Cuando el sol salió por la mañana, los
proxenoi condujeron a los emisarios del tirano, ladera arriba, a la morada del
escultor; sin embargo, el viento de la noche había hecho cosas muy extrañas.
Los gritos de los esclavos se elevaban en medio de un escenario de desolación;
y en el olivar no se alzaban ya las espléndidas columnatas de la inmensa
residencia donde había soñado y trabajado Musides. Aisladas y rotas, sólo quedaban
las viviendas humildes y los muros inferiores, pues sobre el suntuoso peristilo
se había derrumbado la pesada rama del árbol extraño, reduciendo el majestuoso
poema de mármol a un montón de ruinas deplorables. Los extranjeros y los
tegeos se quedaron horrorizados, y se volvieron hacia el árbol siniestro y
gigantesco, cuya silueta parecía misteriosamente humana, y cuyas raíces se
hundían en el esculpido sepulcro de Kalós. Y el miedo y el espanto de todos
aumentó cuando registraron el recinto derruido y no encontraron rastro alguno
del bondadoso Musides y La maravillosamente modelada imagen de Tyché.
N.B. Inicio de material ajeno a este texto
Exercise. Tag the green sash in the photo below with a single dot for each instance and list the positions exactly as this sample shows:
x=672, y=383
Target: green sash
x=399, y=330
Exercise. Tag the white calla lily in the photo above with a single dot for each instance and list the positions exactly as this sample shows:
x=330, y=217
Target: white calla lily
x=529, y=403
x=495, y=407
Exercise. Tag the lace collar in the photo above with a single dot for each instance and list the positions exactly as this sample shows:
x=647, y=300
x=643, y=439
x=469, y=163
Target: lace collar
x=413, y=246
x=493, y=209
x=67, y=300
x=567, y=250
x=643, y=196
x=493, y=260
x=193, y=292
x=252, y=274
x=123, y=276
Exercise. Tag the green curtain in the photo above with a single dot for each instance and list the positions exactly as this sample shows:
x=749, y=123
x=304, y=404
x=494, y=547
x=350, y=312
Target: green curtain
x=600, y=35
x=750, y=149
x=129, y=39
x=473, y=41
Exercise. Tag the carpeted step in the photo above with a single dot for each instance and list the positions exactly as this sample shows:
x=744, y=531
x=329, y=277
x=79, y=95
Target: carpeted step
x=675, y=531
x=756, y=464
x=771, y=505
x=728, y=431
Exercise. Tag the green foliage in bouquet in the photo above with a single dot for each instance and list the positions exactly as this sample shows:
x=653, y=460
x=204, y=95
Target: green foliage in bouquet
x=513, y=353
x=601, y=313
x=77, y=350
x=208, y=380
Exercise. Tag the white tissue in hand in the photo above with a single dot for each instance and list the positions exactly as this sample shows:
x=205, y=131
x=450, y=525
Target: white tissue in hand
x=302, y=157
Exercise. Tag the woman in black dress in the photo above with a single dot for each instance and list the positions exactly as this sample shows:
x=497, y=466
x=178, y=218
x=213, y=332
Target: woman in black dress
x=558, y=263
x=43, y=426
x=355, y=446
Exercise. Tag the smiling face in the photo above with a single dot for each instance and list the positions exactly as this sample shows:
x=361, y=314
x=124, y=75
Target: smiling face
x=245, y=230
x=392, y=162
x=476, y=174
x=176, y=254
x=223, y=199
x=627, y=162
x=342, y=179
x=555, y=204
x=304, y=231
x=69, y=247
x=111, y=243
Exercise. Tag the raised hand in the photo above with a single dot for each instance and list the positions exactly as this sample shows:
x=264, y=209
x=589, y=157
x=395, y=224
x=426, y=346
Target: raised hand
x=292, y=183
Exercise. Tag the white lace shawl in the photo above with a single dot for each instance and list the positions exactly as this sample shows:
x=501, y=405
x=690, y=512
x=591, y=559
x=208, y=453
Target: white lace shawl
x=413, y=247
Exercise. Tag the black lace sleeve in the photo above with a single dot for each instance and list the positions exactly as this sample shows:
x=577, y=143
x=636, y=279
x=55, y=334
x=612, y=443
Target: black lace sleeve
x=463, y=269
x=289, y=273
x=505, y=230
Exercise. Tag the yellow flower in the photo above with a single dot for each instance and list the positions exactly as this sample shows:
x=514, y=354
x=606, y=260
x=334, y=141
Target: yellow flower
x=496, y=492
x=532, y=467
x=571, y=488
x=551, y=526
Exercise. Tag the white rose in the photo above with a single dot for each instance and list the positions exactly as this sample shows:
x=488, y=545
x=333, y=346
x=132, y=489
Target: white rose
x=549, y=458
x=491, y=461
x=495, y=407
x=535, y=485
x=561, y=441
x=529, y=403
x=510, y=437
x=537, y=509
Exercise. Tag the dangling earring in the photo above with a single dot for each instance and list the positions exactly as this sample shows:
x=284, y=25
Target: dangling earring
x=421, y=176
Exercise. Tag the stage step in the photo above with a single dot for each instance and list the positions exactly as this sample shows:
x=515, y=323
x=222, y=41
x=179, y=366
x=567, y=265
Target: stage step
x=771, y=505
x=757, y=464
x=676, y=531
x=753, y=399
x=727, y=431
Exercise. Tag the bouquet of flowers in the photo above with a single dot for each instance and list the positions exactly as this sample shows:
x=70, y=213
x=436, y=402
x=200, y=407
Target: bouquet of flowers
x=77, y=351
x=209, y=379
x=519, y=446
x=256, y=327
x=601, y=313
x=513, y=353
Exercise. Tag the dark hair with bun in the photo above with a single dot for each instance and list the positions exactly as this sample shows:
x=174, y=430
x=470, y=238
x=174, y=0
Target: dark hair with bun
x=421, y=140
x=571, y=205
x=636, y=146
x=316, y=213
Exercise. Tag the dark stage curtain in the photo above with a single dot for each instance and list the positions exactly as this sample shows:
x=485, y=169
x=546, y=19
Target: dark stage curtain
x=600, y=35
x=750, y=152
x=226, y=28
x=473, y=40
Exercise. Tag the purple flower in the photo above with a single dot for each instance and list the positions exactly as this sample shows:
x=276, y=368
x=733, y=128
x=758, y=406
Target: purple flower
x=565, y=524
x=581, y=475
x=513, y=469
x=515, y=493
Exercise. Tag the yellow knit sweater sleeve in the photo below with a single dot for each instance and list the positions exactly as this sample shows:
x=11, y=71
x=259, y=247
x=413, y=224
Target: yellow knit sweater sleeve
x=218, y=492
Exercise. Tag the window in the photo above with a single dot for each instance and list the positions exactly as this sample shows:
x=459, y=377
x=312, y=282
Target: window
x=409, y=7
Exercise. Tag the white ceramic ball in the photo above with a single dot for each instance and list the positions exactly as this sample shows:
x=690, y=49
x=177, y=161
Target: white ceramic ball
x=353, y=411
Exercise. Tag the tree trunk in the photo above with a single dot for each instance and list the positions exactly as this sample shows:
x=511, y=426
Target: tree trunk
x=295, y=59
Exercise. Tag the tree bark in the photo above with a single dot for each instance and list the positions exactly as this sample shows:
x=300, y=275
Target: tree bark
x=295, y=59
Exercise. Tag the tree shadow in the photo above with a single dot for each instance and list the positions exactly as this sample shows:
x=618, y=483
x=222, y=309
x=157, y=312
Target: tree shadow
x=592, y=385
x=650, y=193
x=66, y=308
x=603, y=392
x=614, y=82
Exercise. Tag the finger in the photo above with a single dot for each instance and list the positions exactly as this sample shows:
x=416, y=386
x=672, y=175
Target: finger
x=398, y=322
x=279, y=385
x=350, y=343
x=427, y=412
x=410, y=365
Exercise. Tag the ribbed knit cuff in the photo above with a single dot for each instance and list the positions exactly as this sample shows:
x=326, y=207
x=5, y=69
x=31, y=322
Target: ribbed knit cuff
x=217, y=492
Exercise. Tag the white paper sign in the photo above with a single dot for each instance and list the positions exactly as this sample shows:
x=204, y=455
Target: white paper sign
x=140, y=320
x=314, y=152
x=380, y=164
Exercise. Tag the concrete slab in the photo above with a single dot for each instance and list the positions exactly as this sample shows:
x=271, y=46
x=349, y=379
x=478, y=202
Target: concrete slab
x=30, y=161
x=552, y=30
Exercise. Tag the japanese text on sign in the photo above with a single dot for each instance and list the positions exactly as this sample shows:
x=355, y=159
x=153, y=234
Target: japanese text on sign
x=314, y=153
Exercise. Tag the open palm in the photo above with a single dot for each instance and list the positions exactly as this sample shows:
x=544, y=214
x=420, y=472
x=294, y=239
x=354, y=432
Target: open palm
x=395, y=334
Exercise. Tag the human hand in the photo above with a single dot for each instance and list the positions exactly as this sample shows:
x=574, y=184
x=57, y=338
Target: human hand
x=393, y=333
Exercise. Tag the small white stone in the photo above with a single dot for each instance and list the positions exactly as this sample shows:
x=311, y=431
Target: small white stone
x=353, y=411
En las
tremendas ruinas sólo reinaba el caos, y los representantes de
ambas ciudades se vieron decepcionados:
los emisarios, por haberse quedado sin la estatua; los habitantes de Tegea, por
haberse quedado también sin artista al que coronar. No obstante, los de
Siracusa consiguieron, poco después, una espléndida estatua de Atenea, y los
tegeos se consolaron erigiendo en el ágora un templo de mármol conmemorando el
talento, las virtudes y la piedad fraterna de Musides.
Pero aún sigue allí el olivar, así como
el árbol que crece en la tumba de Kalós; el viejo colmenero me ha contado que a
veces sus ramas susurran, cuando sopla el viento por la noche, y repiten una y
otra vez; «¡Oída! ¡Oída!... ¡Yo sé! ¡Yo sé».